As the nation continues to face a severe financial test, it’s time for nonprofit groups to take action — and for Congress and the Internal Revenue Service to take steps to remind nonprofit leaders that their role is to serve the public interest, not their own pocketbooks.
Among them:
-
Limit nonprofit salaries. The president of the United States, who holds one of the toughest and most important jobs in the world, receives $400,000 a year. It would not be unreasonable for Congress to limit nonprofit salaries, including deferred compensation and bonuses, at $400,000.
-
Those organizations that want to give their CEO’s larger salaries could do so, but they would have to pay a 100-percent tax on the amount of compensation they pay that exceeds the limit. Such a tax would force boards of directors to think twice before awarding excessively high pay.
-
Redefine federal regulations on excessive compensation. The IRS should clearly spell out what it means to pay a nonprofit leader too much.
-
Under current regulations, nonprofit leaders and their consultants are allowed to judge whether they are paid market rates by looking at how much people in comparable corporate jobs are paid. That should not be allowed any longer; nonprofit groups should just compare their own salaries.
-
Prohibit nonprofit leaders from serving on corporate boards.
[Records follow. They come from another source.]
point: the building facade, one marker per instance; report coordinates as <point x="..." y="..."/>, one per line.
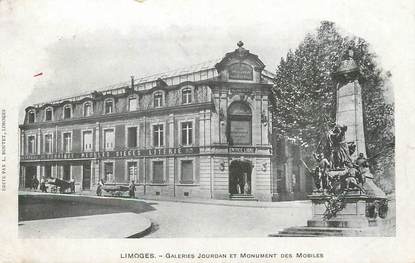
<point x="201" y="132"/>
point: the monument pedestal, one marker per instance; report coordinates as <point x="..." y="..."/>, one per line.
<point x="352" y="215"/>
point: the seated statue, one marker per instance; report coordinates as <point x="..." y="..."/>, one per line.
<point x="339" y="146"/>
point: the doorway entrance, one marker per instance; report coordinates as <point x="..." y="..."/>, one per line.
<point x="30" y="174"/>
<point x="86" y="176"/>
<point x="240" y="177"/>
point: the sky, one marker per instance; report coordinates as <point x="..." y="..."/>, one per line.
<point x="80" y="46"/>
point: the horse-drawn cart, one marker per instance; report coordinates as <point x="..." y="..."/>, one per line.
<point x="115" y="190"/>
<point x="61" y="186"/>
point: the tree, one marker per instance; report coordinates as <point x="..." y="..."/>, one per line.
<point x="304" y="96"/>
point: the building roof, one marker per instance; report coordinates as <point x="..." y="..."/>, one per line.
<point x="193" y="73"/>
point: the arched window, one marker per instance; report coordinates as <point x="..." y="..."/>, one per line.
<point x="48" y="114"/>
<point x="109" y="106"/>
<point x="88" y="110"/>
<point x="31" y="116"/>
<point x="132" y="103"/>
<point x="67" y="112"/>
<point x="187" y="95"/>
<point x="158" y="99"/>
<point x="239" y="124"/>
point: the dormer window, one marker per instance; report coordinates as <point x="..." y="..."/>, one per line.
<point x="87" y="109"/>
<point x="109" y="106"/>
<point x="187" y="95"/>
<point x="32" y="117"/>
<point x="48" y="114"/>
<point x="132" y="104"/>
<point x="67" y="112"/>
<point x="158" y="99"/>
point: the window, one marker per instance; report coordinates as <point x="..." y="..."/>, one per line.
<point x="187" y="133"/>
<point x="158" y="175"/>
<point x="48" y="171"/>
<point x="67" y="142"/>
<point x="108" y="140"/>
<point x="87" y="141"/>
<point x="109" y="106"/>
<point x="158" y="99"/>
<point x="31" y="116"/>
<point x="31" y="144"/>
<point x="158" y="135"/>
<point x="187" y="172"/>
<point x="66" y="172"/>
<point x="48" y="114"/>
<point x="87" y="109"/>
<point x="186" y="96"/>
<point x="132" y="173"/>
<point x="132" y="104"/>
<point x="132" y="137"/>
<point x="48" y="143"/>
<point x="109" y="173"/>
<point x="239" y="124"/>
<point x="67" y="112"/>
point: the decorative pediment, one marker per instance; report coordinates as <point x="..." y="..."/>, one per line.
<point x="240" y="58"/>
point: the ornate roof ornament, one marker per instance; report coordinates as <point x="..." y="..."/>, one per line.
<point x="348" y="68"/>
<point x="240" y="54"/>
Nonprofit CEO’s should not be permitted to serve on corporate boards in part because such service is time-consuming, deflecting attention of the CEO from his or her supposedly full-time job. What’s more, it can create serious conflicts of interest; and the corporate-board fees and stock benefits add to the inflationary spiral of nonprofit compensation.
-
If a nonprofit group felt strongly that its chief executive needed to sit on a board, it could allow him or her to serve on one company board without pay.
-
Reduce the disparity between the salary and benefits awarded to top executives and those awarded to the second-highest-paid staff member, as well as to other staff members. Nonprofit boards should avoid awarding special privileges to senior executives, since that does not promote effective teamwork or could cause top-notch staff members to leave.
-
Urge boards to do a better job of overseeing compensation. Boards of directors have a special role in maintaining reasonable compensation packages for top executives and other staff members at the organizations they govern. They should not forget that they are responsible for overseeing a nonprofit organization, not a for-profit company, something that corporate executives serving on nonprofit boards often forget.
At a time when nonprofit groups have been asked to do more with less, chief executives of the biggest organizations must demonstrate that they too are capable of doing a lot more with a lot less money in their paychecks. To show their commitment to the common good, each of the leaders of the 200 largest nonprofit groups should volunteer to reduce their pay by 10 percent to 20 percent.
It is urgent that nonprofit groups take steps to shift away from the corporate culture that has insinuated itself into the life of the largest organizations. Stemming the growth of compensation packages is a major way to accomplish this goal.
At stake is the confidence of donors and taxpayers, who are themselves sacrificing their own financial needs as the recession continues.